Thanks be to God for his mercy to our broken race. This passage from Malachi is one of great comfort to all who labor under the curse of sin. The Lord God will not abandon us to our fate. He will not desert his people. Behold, the Lord will suddenly come to his temple – the Lord Christ, the messenger of the new covenant. Behold, he is coming, says the LORD of hosts (Mal 3:1).
Jesus comes to bring justice to the hired laborer. He comes to end the oppression of the widow and fatherless. I’m sure these words grab the attention of the social justice warriors among us. Here is a passage of Scripture that the world can tolerate. Yes! Let us turn the tables on the evil oppressors. Let us create justice for the marginalized and downtrodden poor of the world. Let us judge and condemn the one percent who sit in the lap of luxury while so many struggle to find their daily bread. But not so fast.
Jesus does indeed draw near to us for judgment, but can endure the day of his cleansing? And who can stand in his appearing? For he is like the fire of the refiner and the alkaline of the cleanser. The answer is no one. No one can stand before him. No one can endure the day of his cleansing. He is an all-consuming fire and sinners are as dry grass before him. There is no class of people that is innocent, no marginalized group that deserves eternal compensation for their suffering. All of humanity stands before our judge equally condemned by the old covenant, the Law. Before God we are all oppressors, every one of us complicit in the horrific guilt of sin which we unleashed upon God’s perfect creation.
The day of the Lord is truly great and terrible. His judgment is poured out upon the sins of humanity. The wrath of God is revealed from heaven against all unrighteousness. And all of the punishment is focused upon Christ, our sin-bearer. Behold, the Lord Christ suddenly comes to his temple. Why? To shed his blood as the sacrifice for the sins of the world. Do you want to know what true justice looks like? Then look to the bloody cross of Jesus. Here is compassion for the underprivileged. Here is freedom from oppression, found in the suffering and death of Christ and nowhere else.
The social justice of the world has no answer for the root problem of our suffering. It has no solution for the total corruption of every sinful human heart. Instead, in the name of justice, it declares select groups of humanity the innocent victims of the rest of society. But this is not justice. We do not cure guilt by finding a person or group who is more guilty. There can be no justice without the death of Jesus. There is no cleansing of sin except by his blood.
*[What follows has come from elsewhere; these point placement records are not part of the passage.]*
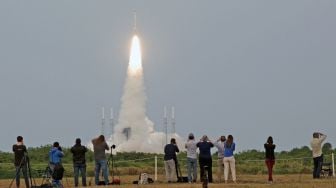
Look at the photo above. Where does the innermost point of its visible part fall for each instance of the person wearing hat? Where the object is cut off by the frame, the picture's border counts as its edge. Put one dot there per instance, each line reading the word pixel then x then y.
pixel 205 159
pixel 79 164
pixel 191 158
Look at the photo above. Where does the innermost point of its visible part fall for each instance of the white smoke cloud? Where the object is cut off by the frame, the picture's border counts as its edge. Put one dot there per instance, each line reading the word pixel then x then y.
pixel 134 130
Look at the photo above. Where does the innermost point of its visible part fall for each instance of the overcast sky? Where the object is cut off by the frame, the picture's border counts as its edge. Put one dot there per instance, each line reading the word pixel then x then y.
pixel 247 68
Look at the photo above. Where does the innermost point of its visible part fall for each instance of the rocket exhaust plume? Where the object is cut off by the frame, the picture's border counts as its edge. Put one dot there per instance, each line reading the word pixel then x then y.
pixel 134 131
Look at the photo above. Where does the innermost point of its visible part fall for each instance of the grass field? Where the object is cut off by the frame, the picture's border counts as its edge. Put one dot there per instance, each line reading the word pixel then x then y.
pixel 253 181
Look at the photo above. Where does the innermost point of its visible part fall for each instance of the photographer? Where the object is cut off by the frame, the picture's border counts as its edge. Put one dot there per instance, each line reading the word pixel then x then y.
pixel 205 159
pixel 99 147
pixel 219 144
pixel 20 161
pixel 79 163
pixel 191 158
pixel 55 162
pixel 170 160
pixel 316 145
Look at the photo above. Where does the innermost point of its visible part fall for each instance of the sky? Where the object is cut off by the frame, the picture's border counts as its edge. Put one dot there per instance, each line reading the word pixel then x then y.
pixel 252 69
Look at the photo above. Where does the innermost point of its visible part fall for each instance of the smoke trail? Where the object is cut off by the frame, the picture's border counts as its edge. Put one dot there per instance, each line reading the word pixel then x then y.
pixel 134 130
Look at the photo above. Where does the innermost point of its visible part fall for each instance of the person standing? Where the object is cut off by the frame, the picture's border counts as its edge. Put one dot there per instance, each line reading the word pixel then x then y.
pixel 316 145
pixel 269 157
pixel 191 158
pixel 99 147
pixel 219 144
pixel 205 158
pixel 20 161
pixel 170 160
pixel 55 162
pixel 79 163
pixel 229 160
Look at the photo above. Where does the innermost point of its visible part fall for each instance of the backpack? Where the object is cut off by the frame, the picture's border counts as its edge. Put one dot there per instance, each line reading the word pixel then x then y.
pixel 58 172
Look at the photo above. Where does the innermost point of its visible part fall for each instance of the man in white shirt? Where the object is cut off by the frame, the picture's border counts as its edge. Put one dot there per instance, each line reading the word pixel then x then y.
pixel 316 145
pixel 191 158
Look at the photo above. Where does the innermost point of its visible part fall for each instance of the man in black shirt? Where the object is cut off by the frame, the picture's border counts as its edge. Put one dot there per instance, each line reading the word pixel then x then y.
pixel 20 161
pixel 79 164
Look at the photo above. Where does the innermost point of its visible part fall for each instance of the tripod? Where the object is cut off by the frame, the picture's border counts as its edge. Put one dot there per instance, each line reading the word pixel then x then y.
pixel 24 166
pixel 111 161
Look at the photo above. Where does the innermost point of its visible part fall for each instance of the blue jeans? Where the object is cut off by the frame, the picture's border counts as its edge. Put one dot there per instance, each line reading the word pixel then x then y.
pixel 192 169
pixel 101 164
pixel 82 169
pixel 317 166
pixel 25 175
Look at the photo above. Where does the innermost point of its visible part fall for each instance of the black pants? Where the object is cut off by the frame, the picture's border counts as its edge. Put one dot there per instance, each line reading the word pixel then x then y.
pixel 206 162
pixel 317 166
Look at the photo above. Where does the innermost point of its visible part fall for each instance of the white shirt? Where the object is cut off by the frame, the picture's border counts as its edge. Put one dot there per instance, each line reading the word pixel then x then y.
pixel 191 149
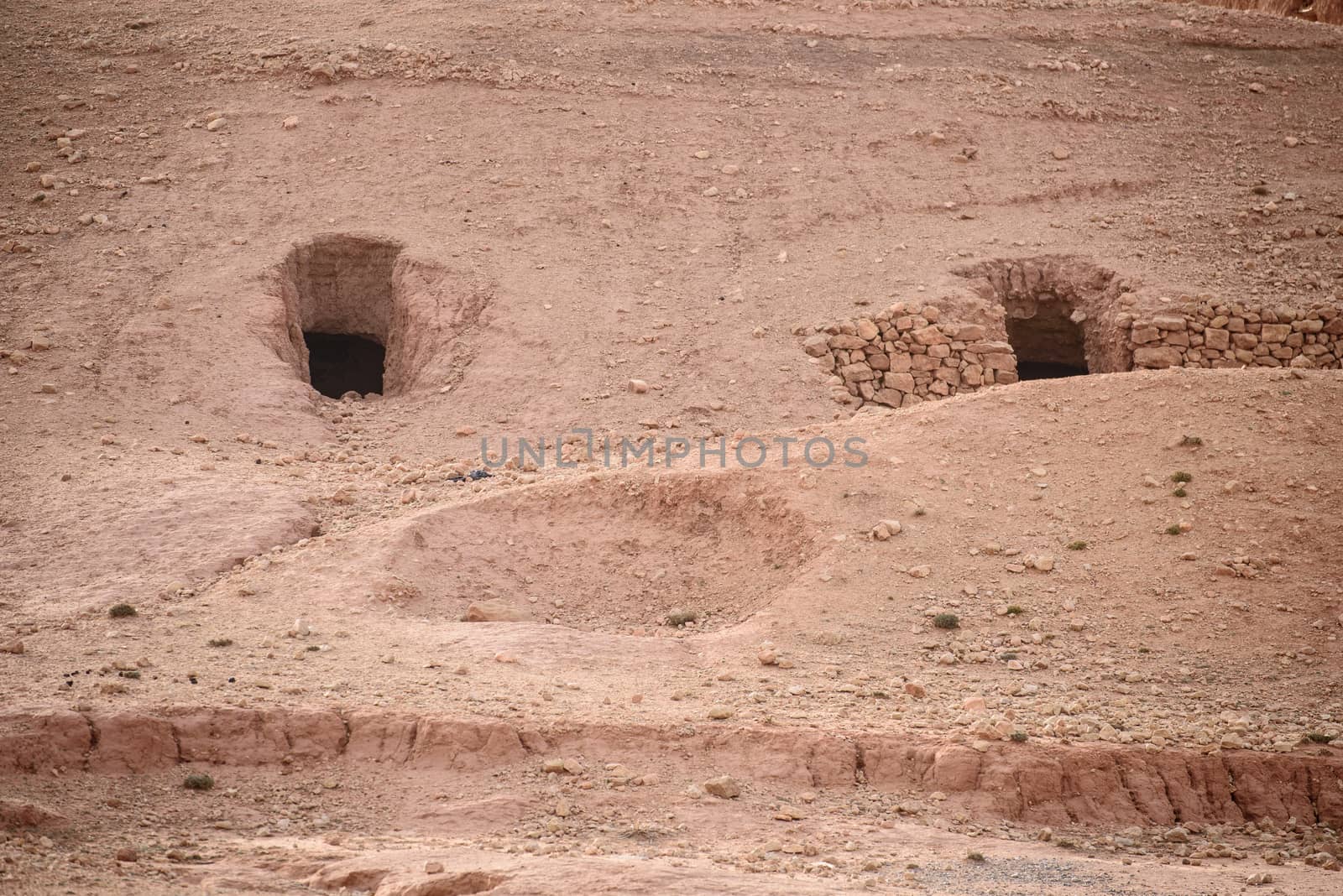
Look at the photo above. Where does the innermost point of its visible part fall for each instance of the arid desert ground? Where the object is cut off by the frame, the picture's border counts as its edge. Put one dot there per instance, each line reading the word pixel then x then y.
pixel 1022 633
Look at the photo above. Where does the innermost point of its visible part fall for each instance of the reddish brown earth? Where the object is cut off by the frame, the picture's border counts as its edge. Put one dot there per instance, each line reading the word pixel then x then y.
pixel 532 206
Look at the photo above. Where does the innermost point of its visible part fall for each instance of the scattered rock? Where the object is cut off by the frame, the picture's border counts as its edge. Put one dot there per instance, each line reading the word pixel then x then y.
pixel 723 788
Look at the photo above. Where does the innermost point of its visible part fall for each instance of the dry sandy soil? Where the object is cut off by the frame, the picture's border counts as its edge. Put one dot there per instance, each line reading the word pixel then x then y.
pixel 541 203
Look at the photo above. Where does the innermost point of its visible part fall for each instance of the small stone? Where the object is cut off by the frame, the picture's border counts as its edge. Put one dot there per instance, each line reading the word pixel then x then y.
pixel 886 529
pixel 723 788
pixel 494 611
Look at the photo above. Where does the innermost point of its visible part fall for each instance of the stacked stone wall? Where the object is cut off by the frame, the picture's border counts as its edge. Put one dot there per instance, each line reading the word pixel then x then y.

Without the messenger of the new covenant, the God-man who became a curse on our behalf, we would remain under the curse pronounced by the old covenant. Thanks be to God for the Advent of our Savior, who has turned our wayward hearts back to God our Father. Thanks be to God for the blood of his Son, which testifies to the new covenant of forgiveness and mercy. Thanks be to God for our Lord Jesus, who alone is the answer for the ills of our broken world. Amen.